The New Yorker Highlights Mayo Clinic in Health Reform Article

A featured article in the current issue of The New Yorker compares the health care costs and quality in McAllen, Texas with that of Mayo Clinic, and finds important lessons for health care reform. Here is a sampling:

Americans like to believe that, with most things, more is better. But research suggests that where medicine is concerned it may actually be worse. For example, Rochester, Minnesota, where the Mayo Clinic dominates the scene, has fantastically high levels of technological capability and quality, but its Medicare spending is in the lowest fifteen per cent of the country—$6,688 per enrollee in 2006, which is eight thousand dollars less than the figure for McAllen. Two economists working at Dartmouth, Katherine Baicker and Amitabh Chandra, found that the more money Medicare spent per person in a given state the lower that state’s quality ranking tended to be.

The author describes his experience in having visited Mayo Clinic:

I talked to Denis Cortese, the C.E.O. of the Mayo Clinic, which is among the highest-quality, lowest-cost health-care systems in the country. A couple of years ago, I spent several days there as a visiting surgeon. Among the things that stand out from that visit was how much time the doctors spent with patients. There was no churn—no shuttling patients in and out of rooms while the doctor bounces from one to the other. I accompanied a colleague while he saw patients. Most of the patients, like those in my clinic, required about twenty minutes. But one patient had colon cancer and a number of other complex issues, including heart disease. The physician spent an hour with her, sorting things out. He phoned a cardiologist with a question.
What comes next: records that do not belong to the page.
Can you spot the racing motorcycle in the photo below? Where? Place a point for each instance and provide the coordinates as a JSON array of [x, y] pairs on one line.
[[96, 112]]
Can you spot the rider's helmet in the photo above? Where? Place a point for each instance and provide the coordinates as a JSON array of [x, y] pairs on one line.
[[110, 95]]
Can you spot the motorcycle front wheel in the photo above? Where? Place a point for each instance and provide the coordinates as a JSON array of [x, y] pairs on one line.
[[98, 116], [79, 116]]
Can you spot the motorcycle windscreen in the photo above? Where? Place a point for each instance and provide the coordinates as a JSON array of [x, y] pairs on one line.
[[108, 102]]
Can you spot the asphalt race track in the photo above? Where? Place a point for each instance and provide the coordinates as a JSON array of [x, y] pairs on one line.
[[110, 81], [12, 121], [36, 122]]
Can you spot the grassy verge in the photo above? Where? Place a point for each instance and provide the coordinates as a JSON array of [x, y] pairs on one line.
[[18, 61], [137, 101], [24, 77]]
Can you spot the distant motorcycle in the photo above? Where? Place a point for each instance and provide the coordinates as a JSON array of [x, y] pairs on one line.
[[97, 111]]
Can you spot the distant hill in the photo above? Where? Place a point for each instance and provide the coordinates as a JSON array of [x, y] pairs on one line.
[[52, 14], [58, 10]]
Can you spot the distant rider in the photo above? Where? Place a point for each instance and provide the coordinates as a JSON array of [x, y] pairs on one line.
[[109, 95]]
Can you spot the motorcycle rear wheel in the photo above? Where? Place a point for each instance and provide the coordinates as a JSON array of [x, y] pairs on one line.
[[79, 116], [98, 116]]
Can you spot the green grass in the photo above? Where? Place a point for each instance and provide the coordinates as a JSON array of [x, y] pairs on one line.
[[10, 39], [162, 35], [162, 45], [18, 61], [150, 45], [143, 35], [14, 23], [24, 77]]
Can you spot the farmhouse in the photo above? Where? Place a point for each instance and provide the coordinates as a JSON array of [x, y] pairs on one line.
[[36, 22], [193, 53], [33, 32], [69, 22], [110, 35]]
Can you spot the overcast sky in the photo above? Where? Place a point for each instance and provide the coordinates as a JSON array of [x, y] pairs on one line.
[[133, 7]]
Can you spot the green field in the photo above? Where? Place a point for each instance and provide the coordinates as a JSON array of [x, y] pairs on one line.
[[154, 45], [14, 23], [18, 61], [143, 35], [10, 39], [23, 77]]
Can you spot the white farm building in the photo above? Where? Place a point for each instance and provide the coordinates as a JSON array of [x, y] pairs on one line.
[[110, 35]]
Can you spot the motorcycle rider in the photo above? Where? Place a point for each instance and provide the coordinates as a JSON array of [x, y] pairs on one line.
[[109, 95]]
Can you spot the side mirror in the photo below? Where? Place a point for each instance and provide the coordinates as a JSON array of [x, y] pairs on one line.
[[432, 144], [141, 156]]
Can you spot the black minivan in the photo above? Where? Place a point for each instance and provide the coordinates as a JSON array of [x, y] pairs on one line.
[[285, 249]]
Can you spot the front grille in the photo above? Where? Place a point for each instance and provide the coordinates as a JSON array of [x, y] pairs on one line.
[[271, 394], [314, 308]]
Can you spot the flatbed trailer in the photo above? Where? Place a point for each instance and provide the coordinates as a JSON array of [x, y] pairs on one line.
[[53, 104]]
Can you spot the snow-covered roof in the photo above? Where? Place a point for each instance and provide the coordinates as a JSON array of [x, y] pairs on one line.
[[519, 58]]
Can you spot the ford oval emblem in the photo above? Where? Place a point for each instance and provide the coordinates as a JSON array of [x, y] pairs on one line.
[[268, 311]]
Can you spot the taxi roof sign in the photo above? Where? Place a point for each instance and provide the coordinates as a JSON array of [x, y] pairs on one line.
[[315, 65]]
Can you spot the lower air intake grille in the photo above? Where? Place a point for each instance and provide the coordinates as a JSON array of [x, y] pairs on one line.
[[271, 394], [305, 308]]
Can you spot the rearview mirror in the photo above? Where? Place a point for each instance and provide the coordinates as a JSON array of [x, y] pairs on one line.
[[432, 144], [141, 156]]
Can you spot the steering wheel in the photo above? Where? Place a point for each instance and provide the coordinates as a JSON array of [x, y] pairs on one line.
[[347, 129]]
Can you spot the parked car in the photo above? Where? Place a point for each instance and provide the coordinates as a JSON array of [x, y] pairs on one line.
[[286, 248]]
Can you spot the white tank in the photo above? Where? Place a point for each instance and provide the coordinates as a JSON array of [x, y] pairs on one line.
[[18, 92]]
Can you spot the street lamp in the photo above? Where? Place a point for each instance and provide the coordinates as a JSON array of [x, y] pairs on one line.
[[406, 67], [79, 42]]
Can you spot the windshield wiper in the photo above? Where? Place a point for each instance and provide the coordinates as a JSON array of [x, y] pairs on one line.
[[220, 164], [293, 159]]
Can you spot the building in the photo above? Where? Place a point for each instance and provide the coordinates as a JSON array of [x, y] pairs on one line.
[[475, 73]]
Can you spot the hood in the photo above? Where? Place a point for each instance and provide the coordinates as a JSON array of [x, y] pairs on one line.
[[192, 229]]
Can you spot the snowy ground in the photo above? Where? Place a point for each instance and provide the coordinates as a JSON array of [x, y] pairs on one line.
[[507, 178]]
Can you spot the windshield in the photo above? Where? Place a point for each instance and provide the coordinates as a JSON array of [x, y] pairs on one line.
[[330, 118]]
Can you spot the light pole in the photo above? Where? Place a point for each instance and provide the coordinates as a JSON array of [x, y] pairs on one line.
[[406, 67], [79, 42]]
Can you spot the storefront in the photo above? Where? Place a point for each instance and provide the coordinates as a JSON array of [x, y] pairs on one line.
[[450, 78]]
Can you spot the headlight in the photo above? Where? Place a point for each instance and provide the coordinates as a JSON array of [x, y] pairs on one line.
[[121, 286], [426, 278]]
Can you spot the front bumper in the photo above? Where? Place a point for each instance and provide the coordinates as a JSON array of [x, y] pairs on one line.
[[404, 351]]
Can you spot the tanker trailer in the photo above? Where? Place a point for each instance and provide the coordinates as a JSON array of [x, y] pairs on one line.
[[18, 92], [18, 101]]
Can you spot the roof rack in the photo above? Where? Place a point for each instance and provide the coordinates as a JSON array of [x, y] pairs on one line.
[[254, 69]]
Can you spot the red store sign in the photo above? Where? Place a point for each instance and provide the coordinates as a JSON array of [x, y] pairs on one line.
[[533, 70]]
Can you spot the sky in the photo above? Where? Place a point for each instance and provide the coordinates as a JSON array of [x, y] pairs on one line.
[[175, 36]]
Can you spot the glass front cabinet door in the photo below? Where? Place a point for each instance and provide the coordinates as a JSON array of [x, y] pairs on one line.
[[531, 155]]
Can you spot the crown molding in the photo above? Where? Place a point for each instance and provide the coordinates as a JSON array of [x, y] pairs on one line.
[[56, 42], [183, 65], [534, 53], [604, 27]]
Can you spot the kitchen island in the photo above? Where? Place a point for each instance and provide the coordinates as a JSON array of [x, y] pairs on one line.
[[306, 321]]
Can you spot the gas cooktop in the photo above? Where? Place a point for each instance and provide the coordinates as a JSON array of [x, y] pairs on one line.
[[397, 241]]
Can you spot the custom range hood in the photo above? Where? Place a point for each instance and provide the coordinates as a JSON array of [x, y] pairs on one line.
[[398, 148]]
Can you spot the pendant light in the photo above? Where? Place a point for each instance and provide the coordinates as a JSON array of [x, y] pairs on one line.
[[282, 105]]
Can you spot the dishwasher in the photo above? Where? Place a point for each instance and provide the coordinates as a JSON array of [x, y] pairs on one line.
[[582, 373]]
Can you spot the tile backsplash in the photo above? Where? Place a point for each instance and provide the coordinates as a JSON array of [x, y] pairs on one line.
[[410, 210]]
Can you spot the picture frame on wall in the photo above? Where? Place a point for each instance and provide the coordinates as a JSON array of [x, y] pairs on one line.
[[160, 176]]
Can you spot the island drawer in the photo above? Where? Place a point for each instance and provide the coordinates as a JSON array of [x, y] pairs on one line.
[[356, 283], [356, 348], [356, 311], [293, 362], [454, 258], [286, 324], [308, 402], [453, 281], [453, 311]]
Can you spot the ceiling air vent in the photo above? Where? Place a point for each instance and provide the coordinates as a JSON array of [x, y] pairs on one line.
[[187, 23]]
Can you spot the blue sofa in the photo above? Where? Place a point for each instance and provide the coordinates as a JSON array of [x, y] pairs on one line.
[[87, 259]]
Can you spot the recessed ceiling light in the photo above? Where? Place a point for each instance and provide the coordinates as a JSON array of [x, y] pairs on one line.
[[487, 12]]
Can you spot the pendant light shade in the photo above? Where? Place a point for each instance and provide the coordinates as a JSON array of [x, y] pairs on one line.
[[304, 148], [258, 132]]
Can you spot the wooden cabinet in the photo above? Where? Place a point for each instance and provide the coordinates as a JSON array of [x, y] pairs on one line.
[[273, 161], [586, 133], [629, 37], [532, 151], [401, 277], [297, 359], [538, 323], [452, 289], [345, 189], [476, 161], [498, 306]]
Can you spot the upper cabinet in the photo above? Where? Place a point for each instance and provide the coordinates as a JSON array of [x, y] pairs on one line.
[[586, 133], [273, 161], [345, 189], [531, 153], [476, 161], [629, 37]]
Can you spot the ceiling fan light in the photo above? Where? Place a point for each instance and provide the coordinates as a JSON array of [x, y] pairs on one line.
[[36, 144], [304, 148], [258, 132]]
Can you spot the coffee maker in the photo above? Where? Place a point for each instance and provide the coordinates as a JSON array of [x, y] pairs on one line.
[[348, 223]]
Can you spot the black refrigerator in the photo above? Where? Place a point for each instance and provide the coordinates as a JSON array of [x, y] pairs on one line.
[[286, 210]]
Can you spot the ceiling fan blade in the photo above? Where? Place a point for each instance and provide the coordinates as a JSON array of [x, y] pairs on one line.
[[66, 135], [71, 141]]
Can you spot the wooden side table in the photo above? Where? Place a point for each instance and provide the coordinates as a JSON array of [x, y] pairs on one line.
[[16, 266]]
“I’ll be there,” the cardiologist said.

Fifteen minutes later, he was. They mulled over everything together. The cardiologist adjusted a medication, and said that no further testing was needed. He cleared the patient for surgery, and the operating room gave her a slot the next day.
The whole interaction was astonishing to me. Just having the cardiologist pop down to see the patient with the surgeon would be unimaginable at my hospital. The time required wouldn’t pay. The time required just to organize the system wouldn’t pay.

The article concludes:

As America struggles to extend health-care coverage while curbing health-care costs, we face a decision that is more important than whether we have a public-insurance option, more important than whether we will have a single-payer system in the long run or a mixture of public and private insurance, as we do now. The decision is whether we are going to reward the leaders who are trying to build a new generation of Mayos and Grand Junctions. If we don’t, McAllen won’t be an outlier. It will be our future.

Read the entire article here.

2 Comments

  1. BruceWMorlan
    Posted June 30, 2009 at 10:10 am | Permalink

    This article is very much worth reading. I found the discussions among the doctors in the McAllen environment to be very revealing. There was some irony in the paper copy as there was a multi-page ad for a show highlighting “concierge medicine” as the new great thing in medical care. It would be interesting to see how the articles cost-effectiveness analysis would rate concierge medicine.

  2. Posted July 1, 2009 at 2:11 pm | Permalink

    I think that all hospitals should follow the Mayo clinic’s lead.